Calabi–Yau structure and Bargmann type transformation on the Cayley projective plane

Abstract

Our purpose is to show the existence of a Calabi–Yau structure on the punctured cotangent bundle $T^{*}_{0}(P^2\mathbb{O})$ of the Cayley projective plane $P^{2}\mathbb{O}$ and to construct a Bargmann type transformation from a space of holomorphic functions on $T^{*}_{0}(P^2\mathbb{O})$ to $L_{2}$-space on $P^{2}\mathbb{O}$. The space of holomorphic functions corresponds to the Fock space in the case of the original Bargmann transformation. A Kähler structure on $T^{*}_{0}(P^{2}\mathbb{O})$ was given by identifying it with a quadric in the complex space $\mathbb{C}^{27} \backslash \{0\}$ and the natural symplectic form of the cotangent bundle $T^{*}_{0}(P^2\mathbb{O})$ is expressed as a Kähler form.

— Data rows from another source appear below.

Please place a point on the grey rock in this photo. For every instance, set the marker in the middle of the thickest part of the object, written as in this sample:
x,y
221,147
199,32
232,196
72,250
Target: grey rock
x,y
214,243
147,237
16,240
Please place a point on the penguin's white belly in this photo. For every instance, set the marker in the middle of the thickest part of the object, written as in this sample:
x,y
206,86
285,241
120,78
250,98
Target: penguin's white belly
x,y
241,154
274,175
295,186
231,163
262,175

Our construction of the transformation is the pairing of polarizations, one is the natural Lagrangian foliation given by the projection map $\boldsymbol{q}:T^{*}_{0}(P^2\mathbb{O}) \longrightarrow P^{2}\mathbb{O}$ and the other is the polarization given by the Kähler structure. The transformation gives a quantization of the geodesic flow in terms of one parameter group of elliptic Fourier integral operators whose canonical relations are defined by the graph of the geodesic flow action at each time. It turns out that for the Cayley projective plane the results are not same with other cases of the original Bargmann transformation for Euclidean space, spheres and other projective spaces.